Von den apokalyptischen Vorahnungen rund um den Klimawandel oder den Ängsten vor der Künstlichen Intelligenz hält Ullrich Fichtner nicht viel. Der allgegenwärtigen Rede von Krisen hier und Gefahren da möchte er Entwicklungen und glaubwürdige Möglichkeiten entgegenhalten, die wieder Lust auf die Zukunft machen. In seinem Buch verspricht der renommierte Spiegel-Reporter den heutigen und kommenden Generationen dementsprechend grosse Chancen: Auf eine gesündere, bessere Welt, auf Paradigmenwechsel und sich steigernde Lebensqualität. Glauben wir ihm das?
Zum Ersten können wir ihm schon einmal zu Gute halten, dass er das Versprechen, in seinem Buch werde weder schöngefärbt noch gejammert, voll erfüllt. In diesem Sinne unternimmt er gleich zu Beginn eine in der Sache nüchterne, aber angenehm beredte Bestandsaufnahme der anstehenden Aufgaben und Herausforderungen. Dabei startet er gleichzeitig die Berichtigung unseres Geschichts- und Weltbildes als keiner geradlinigen Kausalkette, sondern einer Entfaltung komplexer Wechselbeziehungen: Eine Sichtweise, der speziell auch in ökologischen Fragestellungen grosse Bedeutung zukommt. Gleichwohl gelingt es ihm auch in der darauf folgenden Erkundung der absehbaren Entwicklungen und Technologien munter vorwärts zu erzählen. Bei aller Zuversicht – etwa betreffs der Fortschritte der erneuerbaren Energien, der medizinischen Versprechen der Gentechnologien oder der sozialen Wirkungen der Digitalisierung und KI – bleibt er kritikfähig. Dies insbesondere gegenüber dem Credo des „Weiter so“: Seine Absage an Wegwerfgesellschaft und Konsumseligkeit ist deutlich. „An der Grenze zwischen Heute und Morgen“ forscht er nicht nur nach den vielversprechenden Technologien und neuen wissenschaftlichen Erkenntnissen, sondern auch nach den Ansätzen sozialer und mentaler Umbrüche und einem Systemwandel. Den Paradigmenwechsel zum Leben in und mit der Natur sieht er – trotz aller widerständigen Bewegungen – als gleichsam vorprogrammiert.

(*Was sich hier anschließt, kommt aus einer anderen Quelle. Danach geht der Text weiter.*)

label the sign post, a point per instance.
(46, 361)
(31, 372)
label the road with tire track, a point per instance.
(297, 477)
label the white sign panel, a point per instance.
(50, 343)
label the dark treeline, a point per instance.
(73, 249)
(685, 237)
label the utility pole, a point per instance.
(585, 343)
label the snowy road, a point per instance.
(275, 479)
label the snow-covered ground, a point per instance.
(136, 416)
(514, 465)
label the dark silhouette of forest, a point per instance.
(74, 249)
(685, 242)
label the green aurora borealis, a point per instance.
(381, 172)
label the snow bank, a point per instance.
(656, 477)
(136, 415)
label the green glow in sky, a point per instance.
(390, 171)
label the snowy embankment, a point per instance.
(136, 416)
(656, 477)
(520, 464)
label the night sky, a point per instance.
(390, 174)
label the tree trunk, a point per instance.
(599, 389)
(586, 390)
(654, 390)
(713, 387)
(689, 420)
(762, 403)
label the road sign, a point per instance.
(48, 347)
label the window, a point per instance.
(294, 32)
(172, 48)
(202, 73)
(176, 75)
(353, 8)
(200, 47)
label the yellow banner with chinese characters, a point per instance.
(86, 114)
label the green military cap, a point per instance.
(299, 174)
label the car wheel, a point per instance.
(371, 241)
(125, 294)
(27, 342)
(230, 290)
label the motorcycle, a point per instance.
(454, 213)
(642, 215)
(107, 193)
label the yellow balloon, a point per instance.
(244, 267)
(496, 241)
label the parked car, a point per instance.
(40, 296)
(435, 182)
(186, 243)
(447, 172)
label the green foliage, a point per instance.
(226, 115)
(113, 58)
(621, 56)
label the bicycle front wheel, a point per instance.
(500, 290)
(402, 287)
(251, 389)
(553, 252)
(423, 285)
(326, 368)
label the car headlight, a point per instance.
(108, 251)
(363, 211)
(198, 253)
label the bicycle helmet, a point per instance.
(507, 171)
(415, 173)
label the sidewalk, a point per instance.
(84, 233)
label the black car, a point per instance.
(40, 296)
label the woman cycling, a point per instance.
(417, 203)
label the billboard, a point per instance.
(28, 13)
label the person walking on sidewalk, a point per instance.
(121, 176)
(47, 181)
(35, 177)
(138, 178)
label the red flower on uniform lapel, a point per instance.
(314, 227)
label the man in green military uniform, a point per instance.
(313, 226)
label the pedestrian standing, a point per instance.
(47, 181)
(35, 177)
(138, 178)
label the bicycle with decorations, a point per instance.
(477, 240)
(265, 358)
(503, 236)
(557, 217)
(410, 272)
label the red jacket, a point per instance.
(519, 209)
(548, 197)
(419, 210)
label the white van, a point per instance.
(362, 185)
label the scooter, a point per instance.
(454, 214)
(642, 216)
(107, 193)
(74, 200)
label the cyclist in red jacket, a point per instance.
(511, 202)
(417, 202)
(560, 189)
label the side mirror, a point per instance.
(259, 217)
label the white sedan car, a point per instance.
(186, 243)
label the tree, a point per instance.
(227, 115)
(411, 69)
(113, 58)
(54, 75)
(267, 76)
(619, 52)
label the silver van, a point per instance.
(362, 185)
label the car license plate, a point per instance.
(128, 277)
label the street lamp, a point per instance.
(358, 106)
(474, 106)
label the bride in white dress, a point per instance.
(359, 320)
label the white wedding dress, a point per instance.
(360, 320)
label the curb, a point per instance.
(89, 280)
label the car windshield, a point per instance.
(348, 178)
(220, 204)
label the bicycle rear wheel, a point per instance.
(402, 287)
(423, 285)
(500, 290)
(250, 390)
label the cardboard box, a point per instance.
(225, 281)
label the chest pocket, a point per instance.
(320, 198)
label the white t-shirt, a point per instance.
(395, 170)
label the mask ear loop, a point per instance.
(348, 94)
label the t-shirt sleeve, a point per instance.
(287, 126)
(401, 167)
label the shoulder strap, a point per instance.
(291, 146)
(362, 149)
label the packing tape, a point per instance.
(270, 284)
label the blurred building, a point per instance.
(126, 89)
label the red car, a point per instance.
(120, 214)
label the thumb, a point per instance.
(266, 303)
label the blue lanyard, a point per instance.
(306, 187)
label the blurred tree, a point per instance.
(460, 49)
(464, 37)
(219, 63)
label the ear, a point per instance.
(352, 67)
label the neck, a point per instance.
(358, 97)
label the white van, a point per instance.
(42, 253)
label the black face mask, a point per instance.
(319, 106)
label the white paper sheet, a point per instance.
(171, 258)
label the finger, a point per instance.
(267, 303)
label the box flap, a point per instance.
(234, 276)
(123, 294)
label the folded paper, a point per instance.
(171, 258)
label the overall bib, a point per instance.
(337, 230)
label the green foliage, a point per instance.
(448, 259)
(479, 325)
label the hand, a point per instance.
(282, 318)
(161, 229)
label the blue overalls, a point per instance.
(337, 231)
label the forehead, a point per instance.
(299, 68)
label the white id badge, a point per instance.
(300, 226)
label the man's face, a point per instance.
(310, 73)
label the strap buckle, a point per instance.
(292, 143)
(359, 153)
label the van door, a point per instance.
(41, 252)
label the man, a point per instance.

Glauben wir ihm also? Jein… Auch wenn uns Ullrich Fichtners weniger problem- als lösungsorientierter Ausblick auf die Zukunft höchst willkommen ist, bleibt halt die Erfahrung, dass neue Lösungen gern wieder neue Probleme nach sich ziehen. Auch vertraut er verschiedentlich auf eine Veränderung der menschlichen Grundverfassung – hin zu mehr Improvisationslust, Verantwortung und Gemeinschaftssinn –, an deren unausweichlichem Aufschwung wir zumindest noch unsere Zweifel haben. Doch das ändert nichts daran, dass wir sein Buch als ungemein wertvoll erachten. Zum einen, da er sich all dieser Einwände durchwegs bewusst ist, sie bespricht und dann doch ein gutes Stück darüber hinaus zielt: Dahin, trotzdem handlungsfähig zu bleiben, Mut zu fassen und sich nach den Chancen statt den Hindernissen auszurichten. Sein Buch atmet diese Zuversicht in Ton und Inhalt so ansteckend, dass wir uns seine weite Verbreitung nur wünschen können.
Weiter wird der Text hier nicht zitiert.